Whitbread set to serve Spanish ace

WHITBREAD'S reinvention of itself from brewing and pubs giant to specialist leisure business took another step forward on Monday.

The owner of Marriott hotels, Travel Inn and Brewers Fayre restaurants hopes to serve up a winner by taking its David Lloyd Leisure health clubs into Spain with the £10m purchase of a Barcelona tennis club.

Whitbread is also taking a small stake in Spanish racquets and gym business Bonasport and is getting a seat on the board to help it scout around for more expansion opportunities.

After years of being slated for wasting shareholders' money on costly acquisitions and failing to develop decent brands such as Cafe Rouge, Whitbread is winning investors around through its slower but safer strategy of growing best-performing divisions like David Lloyd.

The shares, up 3p to 728p, have outperformed the FTSE All-share index by 33% this year. Cazenove, which rates the stock a long-term buy, has upgraded its earnings forecasts for the next two financial years. Whitbread will be hoping for further re-ratings if it can prove its best brands have got legs. It aims to open three to four more David Lloyd clubs in Barcelona and Madrid over the next two years.

Better-than-expected first-half results from HSBC lifted the banking sector and sent the FTSE 100 up 49 points at one stage. But the blue-chip index closed just 1.7 points higher at 4100.1 following an early Wall Street slide. The pound was trading marginally higher at $1.61, but failed to keep pace with the euro at 70.5p.

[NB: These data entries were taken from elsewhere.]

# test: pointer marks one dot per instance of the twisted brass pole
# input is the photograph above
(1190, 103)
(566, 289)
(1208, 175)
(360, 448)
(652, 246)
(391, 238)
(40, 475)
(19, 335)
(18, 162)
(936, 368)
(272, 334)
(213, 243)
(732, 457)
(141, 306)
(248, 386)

EMI went straight to the top of the charts, up 5p to 147 1/2p, on reports that it has held bid talks with venture capital group Blackstone about going private in a £2.5bn deal including debt. Fears are growing that EMI, hit by falling sales and growing music piracy, will miss out on any industry mergers with players such as Warner or Bertelsmann, or be forced to do a deal from a position of weakness.

Shire Pharmaceuticals topped the list of blue-chip fallers, down 20 1/4p to 449 1/2p, after previous buyers ING downgraded the stock to a hold. ING says Shire's biggest drug Adderall XR, for hyperactive children, now accounts for 34% of total sales leaving it vulnerable if a cheaper copy of the medicine is launched.

British American Tobacco puffed 9 1/2p higher to 654p after the Serbian government confirmed it as the winning bidder for a majority stake in state tobacco company Duvanska Industrija Vranje for £35m. BAT will invest £16.8m in factory modernisation.

Price war worries sent Carphone Warehouse down 1 3/4p to 111 3/4p. Rival Phones 4U, run by self-made nearbillionaire John Caudwell, has kicked off a 'Phones 4 Less' promotion promising £20m of handset discounts.

More bad news for investors in Aberdeen Asset Management, down 2p to 53 1/2p. Aberdeen, rocked by the split cap investment trust scandal, has failed to sell its property side to British Land, 6 1/4p lower at 493p, in a dispute over price.

Electronics and ceramics engineer Cookson rose 1 1/2p to 29p as traders speculated that it is close to selling Speedline, its £20.6m loss-making electronics equipment unit in the US.

Professional support services firm Mouchel, with contracts including management of sections of the M25, cruised 11 1/2p higher to 181p. Investors welcomed its expansion into gas engineering consultancy with the acquisition of GEL Group in a deal worth up to £5.7m.

A vague takeover rumour failed to lift Medisys, down 3/4p to 23 1/2p.

Manchester United slipped 1/4p to 160 1/4p despite positive words from broker WestLB highlighting its long-term growth potential in media rights exploitation. WestLB begins research coverage of the stock with a 'neutral' rating and a 175p price target.

Speciality chemical firm Yule Catto slumped 46p to 323 1/2p after German drugs firm Schwarz Pharma, which is supplied by Yule with the active ingredient for a heartburn medicine, warned that it could not confirm this year's earnings targets.